It didn’t take long for a budget proposal from California’s Senate Democratic Caucus to catch attention amid a soaring, multi-billion dollar deficit.
The proposal, which would slap a substantial tax hike on Golden State businesses, won rare condemnation from Gov. Gavin Newsom less than a day after it was proposed.
Driving the news: The proposal by Senate Democrats would seek to raise billions of dollars by suspending a major business tax credit and hiking the tax rate on the highest corporate earners to balance California’s budget.
- The proposal includes pausing the net operating loss deduction, which permits businesses to bring forward their losses to future tax years, raising about $5 billion annually during a “budget emergency,” which companies could claim again once the emergency ended.
- Senate Democrats’ plan would also raise the tax rate by more than 2 percentage points on taxable corporate income above $1.5 million, bringing in an additional $6 billion or more per year from the largest 2,500 companies operating in California.
Newsom’s take: Anthony York, Newsom’s spokesman, didn’t mince words about the proposal, announcing that Newsom would not support the tax increases or “massive ongoing spending” adding that it would be “irresponsible to jeopardize the progress we’ve all made together over the last decade” balancing the needs of California’s most vulnerable while keeping the state financially solvent.
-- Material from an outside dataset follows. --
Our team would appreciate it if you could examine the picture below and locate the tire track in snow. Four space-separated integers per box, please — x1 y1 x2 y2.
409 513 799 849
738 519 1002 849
What’s next: Newsom is slated to roll out his revision to the budget in mid-May, offering a clearer path to the impact of declining tax revenues and the projected deficit for fiscal year 2023-2024.
- Currently, the Newsom administration has tabbed the deficit at $22.5 billion.
- The Senate Democrats’ proposal would require a two-thirds majority vote in both houses of the Legislature to be approved, along with surviving an override of a likely Newsom veto.